Dans sa version issue des premiers travaux du Sénat, la proposition de loi était composée de huit articles, et sa mesure phare consistait à indemniser le congé de proche aidant. Pour information, cette mesure est devenue la proposition n° 24 du rapport Libault. Cette indemnisation est plus que nécessaire. En effet, sur les quelque 270 000 salariés potentiellement éligibles au dispositif en vigueur, seuls une dizaine l'ont utilisé depuis 2016. Ce chiffre révèle clairement le manque d'attractivité de la mesure, puisque très peu de personnes sont en capacité d'abandonner une année de revenus. L'absence d'indemnisation est un obstacle rédhibitoire au recours à ce congé. Pour continuer à s'occuper de leurs proches, les aidants optent plutôt pour un arrêt maladie, avec toute la culpabilité et l'inconfort que cette démarche entraîne. L'indemnisation du congé de proche aidant aurait pu devenir une réalité effective dès décembre 2018, mais il en a été décidé autrement, et les aidants devront donc encore attendre, ce qui est tout de même regrettable. Que de temps perdu, alors que plus de 8 millions d'aidants attendent de notre part des mesures concrètes pour améliorer leur quotidien ! En décembre, je vous avais déjà alerté sur la nécessité d'agir et d'envoyer un signal positif à ceux de nos concitoyens qui doivent faire face au défi de la perte d'autonomie et qui demandent des mesures pragmatiques avant, peut-être, une réforme plus globale.

La proposition de loi de Mme Guidez est certes amoindrie, mais quelques dispositions ont toutefois pu être sauvées. Deux articles ont déjà été adoptés conformes. Le premier prévoit d'intégrer au champ obligatoire de la négociation collective de branche le thème de la conciliation entre la vie professionnelle et la vie personnelle des salariés proches aidants. Le second étend aux fonctionnaires l'expérimentation du relayage introduit par la loi pour un État au service d'une société de confiance, dont le décret d'application vient tout juste d'être publié, ce dont nous pouvons nous réjouir.
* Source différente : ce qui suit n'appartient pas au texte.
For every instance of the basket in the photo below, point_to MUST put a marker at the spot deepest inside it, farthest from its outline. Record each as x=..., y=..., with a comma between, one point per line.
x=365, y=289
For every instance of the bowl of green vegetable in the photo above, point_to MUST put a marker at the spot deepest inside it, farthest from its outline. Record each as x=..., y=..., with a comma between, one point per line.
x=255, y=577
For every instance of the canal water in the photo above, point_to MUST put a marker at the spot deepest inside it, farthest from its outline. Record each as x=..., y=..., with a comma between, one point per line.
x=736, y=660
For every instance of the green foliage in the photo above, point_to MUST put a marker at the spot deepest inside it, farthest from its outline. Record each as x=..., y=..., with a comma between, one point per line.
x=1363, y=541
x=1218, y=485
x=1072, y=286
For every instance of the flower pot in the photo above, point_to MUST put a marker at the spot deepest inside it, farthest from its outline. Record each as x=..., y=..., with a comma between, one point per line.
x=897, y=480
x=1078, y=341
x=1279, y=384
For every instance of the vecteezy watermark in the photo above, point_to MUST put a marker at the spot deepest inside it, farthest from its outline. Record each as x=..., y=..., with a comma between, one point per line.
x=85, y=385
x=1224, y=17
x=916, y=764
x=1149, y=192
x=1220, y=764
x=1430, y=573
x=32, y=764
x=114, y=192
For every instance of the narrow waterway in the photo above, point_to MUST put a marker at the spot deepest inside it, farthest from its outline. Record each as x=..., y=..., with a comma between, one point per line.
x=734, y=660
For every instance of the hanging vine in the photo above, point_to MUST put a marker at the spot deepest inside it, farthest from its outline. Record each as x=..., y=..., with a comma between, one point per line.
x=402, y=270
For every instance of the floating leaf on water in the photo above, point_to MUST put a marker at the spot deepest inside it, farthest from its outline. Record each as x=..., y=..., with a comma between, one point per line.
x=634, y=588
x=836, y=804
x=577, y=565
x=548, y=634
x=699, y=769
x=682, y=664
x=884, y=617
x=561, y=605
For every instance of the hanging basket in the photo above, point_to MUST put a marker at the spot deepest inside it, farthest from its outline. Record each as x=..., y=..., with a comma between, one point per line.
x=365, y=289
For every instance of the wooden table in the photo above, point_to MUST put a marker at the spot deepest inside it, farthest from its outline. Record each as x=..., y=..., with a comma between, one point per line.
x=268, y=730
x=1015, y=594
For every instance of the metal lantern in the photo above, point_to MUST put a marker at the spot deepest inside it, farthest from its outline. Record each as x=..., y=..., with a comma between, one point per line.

À ce stade de nos travaux, deux articles restent encore en discussion. L'article 5 bis, d'abord, permet de mobiliser une partie des ressources de la Caisse nationale de solidarité pour l'autonomie, afin de financer des actions en faveur des proches aidants. L'article 6, ensuite, permet de mettre en place, dans le dossier médical partagé, un volet « aidant », afin d'inscrire le nom de l'aidé dans le DMP de l'aidant. Nous soutiendrons évidemment ces deux articles sans réserve et nous ne présenterons aucun amendement, afin de favoriser une adoption conforme et une mise en oeuvre rapide.

Cette proposition de loi est une nouvelle avancée dans la reconnaissance des proches aidants. Elle aurait pu être encore plus significative, si le texte déposé en décembre n'avait pas été découpé par la majorité présidentielle. La situation des proches aidants est un sujet de société qui doit dépasser les clivages partisans et politiques. À ce titre, la proposition de loi de Mme Jocelyne Guidez aurait dû recevoir l'assentiment de tous, comme le texte que je vous ai présenté en décembre 2017. Je regrette vivement les attitudes partisanes, qui font fi de l'urgence et des attentes des proches aidants. Quoi qu'il en soit, le groupe UDI, Agir et Indépendants soutiendra bien évidemment l'adoption de ce texte, ou de ce qu'il en reste. Je fonde par ailleurs de grands espoirs dans les débats que nous aurons prochainement sur la loi relative à la dépendance, notamment pour le volet consacré aux proches aidants. J'espère que les propositions et les recommandations qui ont été formulées depuis deux ans au sein de cette commission – et j'y associe tous ceux de mes collègues qui se sont saisis de cette question avant moi – pourront être inscrites dans le texte et être mises en oeuvre pour améliorer ce que nous tendons à appeler l'aide aux aidants. Je vous en remercie d'avance.